La cannabis al posto delle rose

In Spagna la grande serra di Garray passa dalla regina dei fiori alla marijuana terapeutica

Un progetto che metterà in salvo il lavoro di 230 persone

Quella che era la più grande serra in Europa dedicata alla coltivazione delle rose adesso si aggrappa alla cannabis per avere un futuro e continuare a dare lavoro a 230 addetti in quel di Garray, una remota località spagnola della provincia di Soria, nella comunità autonoma di Castiglia e León. Quando è stato inaugurato nel 2016 – dopo un investimento di circa 50 milioni di euro – l’impianto è stato accolto con entusiasmo dagli abitanti di questo territorio: un’occasione di lavoro che da queste parti non capita spesso. Ma le cose non sono andate per il verso giusto, la commercializzazione di rose non ha dato i risultati sperati e così Aleia Roses ha imboccato la strada del fallimento. Poi lo scorso anno sono arrivati gli americani: come riporta il quotidiano Diario Pùblico, il fondo Full Moon, specializzato in investimenti nel settore Cbd e cannabis medicinale con progetti in diversi stati degli Usa e in Colombia, ha acquisito le strutture di Aleia Roses attraverso la società Ondara Directorship. Il progetto era quello di produrre, negli oltre 14 ettari dell’impianto coperto, marijuana per uso medicinale. In un primo momento, la nuova proprietà ha annunciato che avrebbe abbinato la coltivazione della rosa a quella della cannabis, ma lo scorso aprile c’è stata un’improvvisa svolta: basta fiori e anche le piante che erano già a dimora sono state estirpate. È stata interrotta la coltivazione di rose per un valore vicino ai 6 milioni di euro.

L’avveniristica serra di Garray ospiterà le piantine di cannabis

Nei pochi anni di attività l’impresa spagnola si era ritagliata uno spazio nel panorama floricolo soprattutto per la produzione della rosa Red Naomi, un fiore di alta qualità apprezzato in tutto il Vecchio continente per l’intensità del suo colore rosso, numero di petali, spessore dello stelo e durata fino a due settimane in vaso. La nuova strategia ha però avuto un impatto diretto sull’occupazione: 192 lavoratori sono stati messi in cassa integrazione fino a fine anno, 33 sono stati licenziati con l’impegno alla reintegrazione e circa una quarantina sono rimasti a lavorare nell’impianto per preparare la piantagione di cannabis e mantenere le strutture.

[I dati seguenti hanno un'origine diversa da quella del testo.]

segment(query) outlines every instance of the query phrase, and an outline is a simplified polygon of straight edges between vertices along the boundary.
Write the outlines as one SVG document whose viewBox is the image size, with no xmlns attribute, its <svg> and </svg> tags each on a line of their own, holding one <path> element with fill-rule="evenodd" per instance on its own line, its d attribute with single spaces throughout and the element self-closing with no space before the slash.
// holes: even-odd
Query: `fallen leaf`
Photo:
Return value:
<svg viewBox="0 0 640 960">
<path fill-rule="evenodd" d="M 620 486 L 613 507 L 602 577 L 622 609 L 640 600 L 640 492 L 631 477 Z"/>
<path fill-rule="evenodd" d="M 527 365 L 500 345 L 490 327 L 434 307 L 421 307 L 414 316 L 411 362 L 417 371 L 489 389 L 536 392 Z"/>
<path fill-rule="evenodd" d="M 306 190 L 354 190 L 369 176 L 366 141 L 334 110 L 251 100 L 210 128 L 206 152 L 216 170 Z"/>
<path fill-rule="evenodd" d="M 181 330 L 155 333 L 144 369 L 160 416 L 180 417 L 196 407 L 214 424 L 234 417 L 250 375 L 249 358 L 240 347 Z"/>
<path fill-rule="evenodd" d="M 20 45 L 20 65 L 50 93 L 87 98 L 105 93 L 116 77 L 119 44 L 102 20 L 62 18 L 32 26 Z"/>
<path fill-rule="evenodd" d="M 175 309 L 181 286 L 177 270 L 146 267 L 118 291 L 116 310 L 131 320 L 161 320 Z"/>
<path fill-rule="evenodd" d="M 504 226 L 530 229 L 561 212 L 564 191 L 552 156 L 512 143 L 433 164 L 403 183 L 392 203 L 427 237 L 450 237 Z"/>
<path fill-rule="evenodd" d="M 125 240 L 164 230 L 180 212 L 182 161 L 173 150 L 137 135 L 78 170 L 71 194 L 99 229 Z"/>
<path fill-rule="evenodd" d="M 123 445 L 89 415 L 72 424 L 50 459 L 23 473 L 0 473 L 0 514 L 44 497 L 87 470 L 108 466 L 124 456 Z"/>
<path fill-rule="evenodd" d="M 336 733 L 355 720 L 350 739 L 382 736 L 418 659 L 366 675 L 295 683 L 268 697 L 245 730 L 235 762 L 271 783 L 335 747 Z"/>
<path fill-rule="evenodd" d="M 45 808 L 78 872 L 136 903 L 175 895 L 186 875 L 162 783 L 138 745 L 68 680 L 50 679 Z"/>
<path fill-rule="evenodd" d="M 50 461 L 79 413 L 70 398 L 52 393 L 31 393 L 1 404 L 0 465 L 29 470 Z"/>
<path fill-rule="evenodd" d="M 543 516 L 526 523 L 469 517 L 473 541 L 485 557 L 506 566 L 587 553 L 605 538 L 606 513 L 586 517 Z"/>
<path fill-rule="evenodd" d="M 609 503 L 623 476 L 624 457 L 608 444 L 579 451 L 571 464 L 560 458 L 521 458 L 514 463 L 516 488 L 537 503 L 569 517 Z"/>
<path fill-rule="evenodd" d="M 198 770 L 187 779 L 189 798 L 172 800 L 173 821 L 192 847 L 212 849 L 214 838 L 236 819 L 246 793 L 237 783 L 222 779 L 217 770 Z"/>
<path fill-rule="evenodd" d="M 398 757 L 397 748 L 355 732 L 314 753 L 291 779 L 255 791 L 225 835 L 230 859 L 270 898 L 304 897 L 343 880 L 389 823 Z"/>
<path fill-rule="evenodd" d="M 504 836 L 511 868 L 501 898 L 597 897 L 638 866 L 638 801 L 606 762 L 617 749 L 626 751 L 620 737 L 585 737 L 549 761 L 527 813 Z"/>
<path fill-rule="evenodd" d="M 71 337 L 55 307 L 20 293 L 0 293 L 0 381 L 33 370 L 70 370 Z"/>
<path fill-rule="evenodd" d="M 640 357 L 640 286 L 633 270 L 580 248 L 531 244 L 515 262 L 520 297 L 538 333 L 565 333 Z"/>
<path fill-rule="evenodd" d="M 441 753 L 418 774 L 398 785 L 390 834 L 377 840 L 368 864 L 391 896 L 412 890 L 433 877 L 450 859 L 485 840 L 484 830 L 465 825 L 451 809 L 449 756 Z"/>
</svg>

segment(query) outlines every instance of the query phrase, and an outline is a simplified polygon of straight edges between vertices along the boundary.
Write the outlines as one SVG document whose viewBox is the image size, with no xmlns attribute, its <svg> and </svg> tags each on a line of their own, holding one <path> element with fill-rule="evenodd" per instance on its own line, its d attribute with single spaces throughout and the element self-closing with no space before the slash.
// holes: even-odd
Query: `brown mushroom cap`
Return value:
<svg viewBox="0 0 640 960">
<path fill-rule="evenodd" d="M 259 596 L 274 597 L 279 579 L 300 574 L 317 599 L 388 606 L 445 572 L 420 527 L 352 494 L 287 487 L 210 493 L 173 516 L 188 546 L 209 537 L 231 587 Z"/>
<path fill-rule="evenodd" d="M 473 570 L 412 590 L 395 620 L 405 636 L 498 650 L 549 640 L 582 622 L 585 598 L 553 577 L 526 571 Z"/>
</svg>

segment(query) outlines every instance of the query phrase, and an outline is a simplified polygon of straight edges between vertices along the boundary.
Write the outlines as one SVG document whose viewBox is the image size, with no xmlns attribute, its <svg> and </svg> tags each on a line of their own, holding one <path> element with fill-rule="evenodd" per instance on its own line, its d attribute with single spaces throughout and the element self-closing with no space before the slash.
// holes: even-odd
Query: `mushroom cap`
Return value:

Quella che era una delle sette aziende con più lavoratori della provincia di Soria è ora in attesa dell’autorizzazione del ministero della salute per coltivare marijuana a fini terapeutici, per un progetto che i sindacati spagnoli considerano «vitale» per il futuro di una delle zone con il minor numero di abitanti per chilometro quadrato – insieme alla Lapponia – di tutta l’Unione europea. E quei 230 posti di lavoro in ballo, che rappresentano lo 0,6% della popolazione di Soria, assumono un significato particolare: è come se si parlasse di un’azienda da 19.000 lavoratori a Madrid o da 10.000 a Barcellona, fanno notare le parti sociali.

La serra di Garray sorge a 1.030 metri di altitudine ed è un luogo baciato dal sole quasi tutto l’anno; una collocazione ideale per coltivare rose, con una temperatura mai troppo calda, anche durante l’estate, livelli bassi di umidità e la vicinanza del fiume Duero che fornisce acqua. L’impianto, poi, era realizzato in vetro – e non in plastica – il riscaldamento avveniva attraverso tredicimila punti luce, la pulizia interna e della copertura era affidata a macchinari specializzati e all’interno di queste serre ci si muoveva con auto elettriche. Tutti comfort che ora dovrebbe ereditare la cannabis.